Pkg.jl telemetry should be opt-in

But every time you or anyone else have used git with GitHub (Microsoft) you have sent your (unique) public keys and every time someone has downloaded one of your packages their IP address has been sent to GitHub (Microsoft). This was never a problem for you before, even when these things are more intrusive than the potential UUID that will be sent? Could you elaborate on that a bit?

That argument doesn’t persuade me. I knew GitHub tracked activity on its site when I signed up. I knew going in what the deal was, and I accepted that in exchange for the service they provided.

I can also delete my repository at any time and stop the collection of data by hosting it in my own git repository.

The same cannot be said for the General Registry.

As a package developer, if I thought telemetry data would help me, I could simply add (opt-in) telemetry to my package. Does it really need to be baked into the language? The only organization that will benefit from telemetry baked into the language is JC, so it appears to me the language was modified for the benefit of JC. I’m not sure how I feel about that.

One solution that would make me feel a little better is if Pkg were moved out of Julia and hosted by Julia Computing. The data is valuable and I do think JC should benefit from it in some way. As I said in my first comment here, I think there is right a way to do this, but I don’t think we’ve found it yet.

Another solution, why not just host special / curated Julia packages on JuliaHub as an alternative to GitHub and telemetry becomes a non-issue because of course you’ll have most of the data you need in that case. Package maintainers get the benefit of being “special” with some added visibility and JC (or whoever runs JuliaHub.com ) benefits from the data.

What about an individual (maybe a data journalist?) protecting and separating his work identity (via VPN/Tor/…) and his regular online identity. If he installed a package overlooking the telemetry warning with and without VPN/Tor/…, the user UUID would link both online identities.
I guess one would be able to deanonymize a VPN/Tor/… user with access to such statistics.

Another deanonymization scenario would be for example package developer. For example a package developer installs e.g. a semi-obscure package and then add a dependency to this package to one of his public projects on GitHub withing e.g. an hour. If a developer does this 3 times, then here is a good chance to link both.

What about specifying who will have access to the full telemetry data (I guess it will be Julia Computing, maybe it is already mentioned but I did not see it) and declare that they will not make any deanonymization attempt. I trust Julia Computing that they will abide with this statement. Additional they can also include a warrant canary statement and tell that so far they did not request from law enforcement to hand over the data and remove this statement when necessary (see [1])

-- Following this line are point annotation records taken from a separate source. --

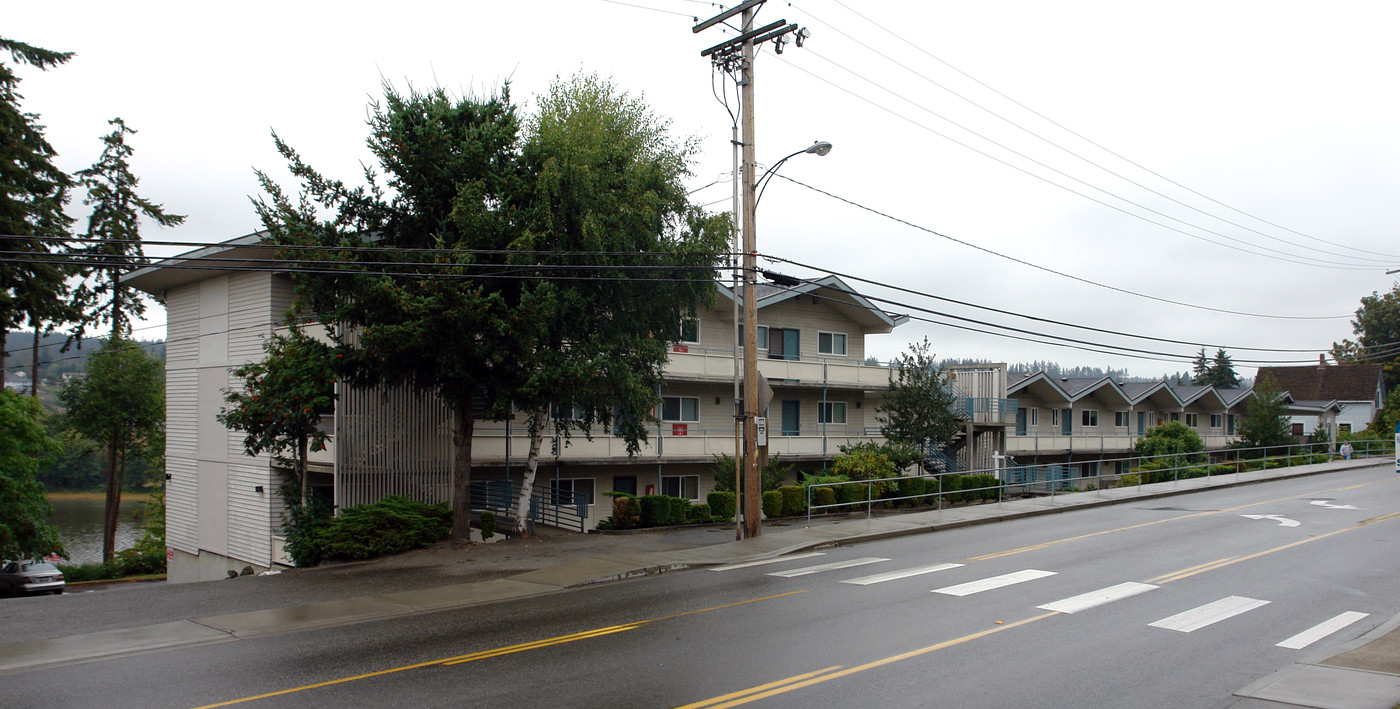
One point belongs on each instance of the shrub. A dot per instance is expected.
(678, 510)
(655, 510)
(626, 512)
(721, 505)
(697, 514)
(794, 499)
(773, 503)
(391, 526)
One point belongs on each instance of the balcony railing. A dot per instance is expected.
(674, 442)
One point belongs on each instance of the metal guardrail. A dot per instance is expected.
(1049, 479)
(563, 509)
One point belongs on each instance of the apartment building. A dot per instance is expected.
(221, 506)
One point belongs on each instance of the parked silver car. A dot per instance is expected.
(32, 576)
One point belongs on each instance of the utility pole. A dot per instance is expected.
(725, 55)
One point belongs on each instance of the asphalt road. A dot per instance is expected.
(1161, 603)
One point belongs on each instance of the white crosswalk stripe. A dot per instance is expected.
(1208, 614)
(1095, 599)
(829, 566)
(902, 573)
(745, 565)
(1322, 629)
(996, 582)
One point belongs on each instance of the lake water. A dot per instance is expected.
(80, 527)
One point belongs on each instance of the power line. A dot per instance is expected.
(1084, 138)
(984, 250)
(903, 97)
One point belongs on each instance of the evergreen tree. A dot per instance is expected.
(121, 404)
(32, 195)
(24, 512)
(114, 234)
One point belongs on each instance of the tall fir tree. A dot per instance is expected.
(32, 195)
(112, 241)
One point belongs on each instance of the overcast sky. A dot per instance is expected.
(1117, 156)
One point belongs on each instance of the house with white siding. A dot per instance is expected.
(223, 512)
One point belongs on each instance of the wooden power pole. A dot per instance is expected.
(737, 55)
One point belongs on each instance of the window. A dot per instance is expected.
(681, 408)
(832, 412)
(690, 331)
(578, 486)
(830, 343)
(683, 486)
(763, 335)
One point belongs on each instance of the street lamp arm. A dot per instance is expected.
(819, 147)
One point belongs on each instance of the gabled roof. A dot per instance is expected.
(836, 292)
(1339, 381)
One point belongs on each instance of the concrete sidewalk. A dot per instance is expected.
(1355, 678)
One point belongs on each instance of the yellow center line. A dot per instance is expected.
(1045, 545)
(787, 685)
(496, 652)
(759, 688)
(1221, 563)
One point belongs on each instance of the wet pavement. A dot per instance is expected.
(91, 624)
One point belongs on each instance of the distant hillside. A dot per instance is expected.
(52, 360)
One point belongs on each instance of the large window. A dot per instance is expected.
(690, 331)
(580, 486)
(830, 343)
(682, 409)
(683, 486)
(832, 412)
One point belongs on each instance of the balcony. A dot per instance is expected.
(675, 443)
(693, 363)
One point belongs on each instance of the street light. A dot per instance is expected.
(748, 475)
(818, 149)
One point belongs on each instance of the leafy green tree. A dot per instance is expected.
(1266, 419)
(32, 195)
(919, 407)
(1172, 437)
(283, 400)
(121, 404)
(1376, 328)
(115, 231)
(429, 308)
(24, 512)
(605, 195)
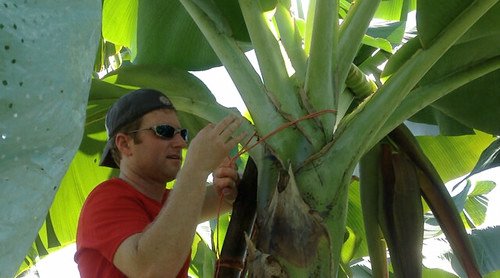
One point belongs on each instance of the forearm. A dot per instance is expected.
(163, 247)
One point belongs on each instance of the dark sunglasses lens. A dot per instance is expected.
(184, 134)
(168, 132)
(165, 131)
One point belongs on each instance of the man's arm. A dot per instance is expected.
(163, 247)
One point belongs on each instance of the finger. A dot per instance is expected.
(234, 141)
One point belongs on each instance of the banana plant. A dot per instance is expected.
(318, 104)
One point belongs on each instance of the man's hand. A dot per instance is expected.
(226, 178)
(212, 144)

But I am wondering if we cannot count the install-base of a package without this user UUID. Maybe the issue is to prevent double-counting a package installation when a user upgrades package v1.0 to v1.1. As they are two “install events” but just one user. But could this not be solved by counting “upgrade events” differently from “fresh install events” ?

Sorry if I sound paranoid, but I would really hate if the telemetry in a privacy respecting open software like julia would reveal the identity of a whistleblower as did the printer IDs (encoded as a grids of dots) in the case of Reality Winner [2]. Probably this is unrealistic, but maybe not.

[1] Reddit deletes surveillance 'warrant canary' in transparency report | Reuters
[2] This Secret Printer Code Could Have ID-ed Reality Winner - The Atlantic

What about an individual (maybe a data journalist?) protecting and separating his work identity (via VPN/Tor/…) and his regular online identity. If he installed a package overlooking the telemetry warning with and without VPN/Tor/…, the user UUID would link both online identities.
I guess one would be able to deanonymize a VPN/Tor/… user with access to such statistics.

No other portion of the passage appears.